Letourneau was nowhere to be found and I asked a table of college girls with a giant inflatable pink penis on their table what they thought of the evening so far. “We’re just here for my bachlorette party!” one of them replied, adjusting the strap on her pink shiny halter dress. “We thought it would be fun!” she added, a bit of slur to her words.

Momentarily, a thunderous cheer tore through the crowd, not quite the kind that met Barack Obama on the campaign trail but more than, say, Jimmy Fallon might expect to elicit. I turned and saw a woman with almost daffodil yellow hair and superb legs and it took me a second to realize this was the once-frumpy schoolteacher I’d seen in countless hours of news footage. She beamed as dozens of camera phones flashed like popcorn-ing rhinestones. “Mary Kay!” an older woman in walking sneakers and capri pants yelled. “Make sure and tell Vili I’m the one who sent the baby book!” Letourneau smiled and returned the hug when the woman embraced her enthusiastically.
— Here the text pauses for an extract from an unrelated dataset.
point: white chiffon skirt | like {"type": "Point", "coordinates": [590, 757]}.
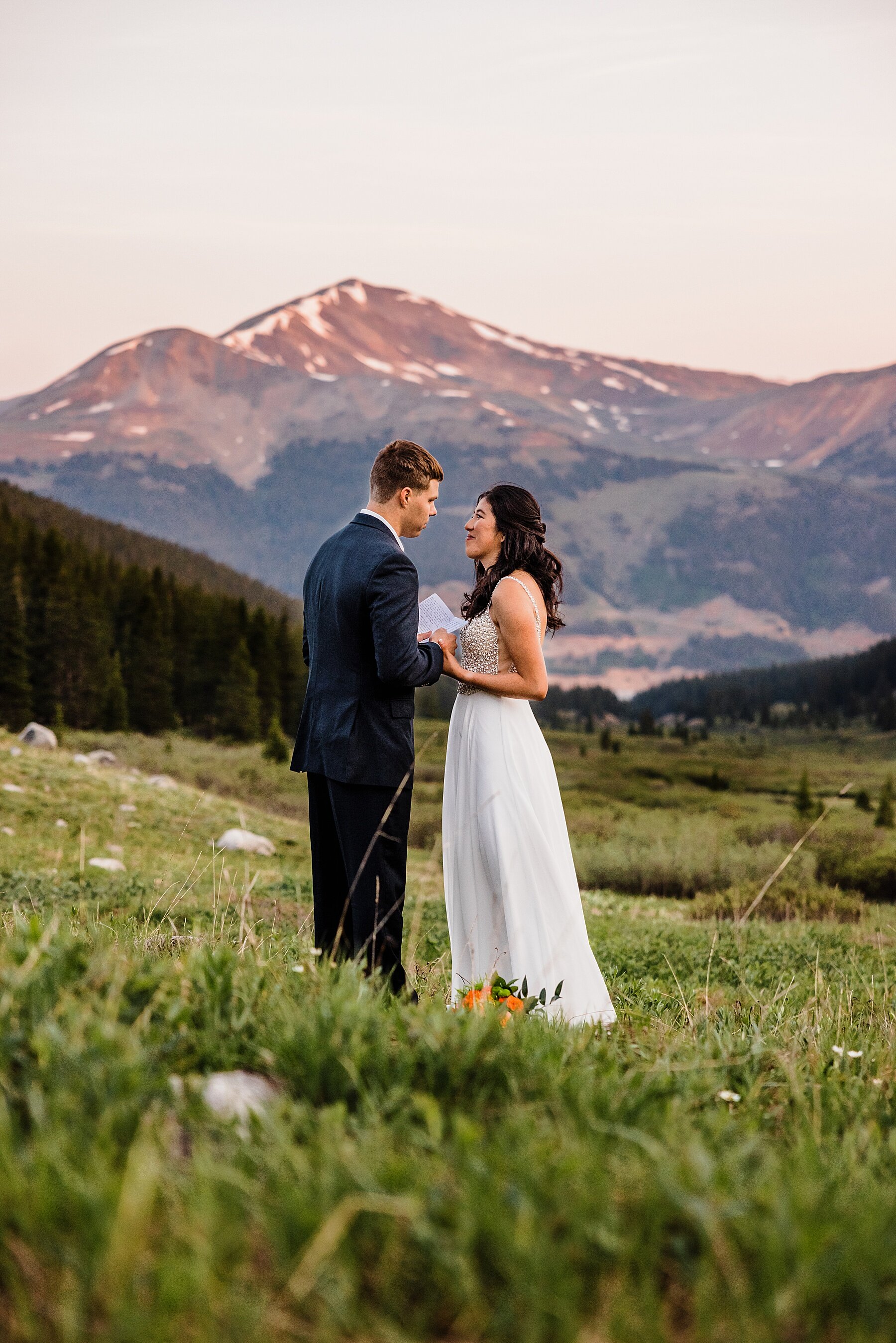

The bachlorette throng rushed Letourneau as if she were a long lost friend and the woman who launched a thousand punch lines responded in kind. On and on it went, each customer seemingly more rapturous than the previous one. A Fuel employee sold autographed “Hot for Teacher!” tee shirts and posters at a nearby folding table and looked slightly queasy. “How much is the merchandise?” I asked.

“Seven dollars for a poster and twenty for a tee shirt. We’ve sold a lot so far.”

“How do you feel about them making money like this?”

“I’m dating the owner’s cousin. He asked me to help out tonight and I couldn’t tell him no.” She paused, as if concerned someone would hear our exchange. “I’m neutral about Letourneau, but you don’t say ‘no’ to family.”

After another half hour, I left, deadened at the notion that in this room, it was verboten to suggest a convicted pedophile might not be worthy of affection or accolades.

On the cab ride home, the driver asked me, “Hot for Teacher Night? What’d you go to that thing for?”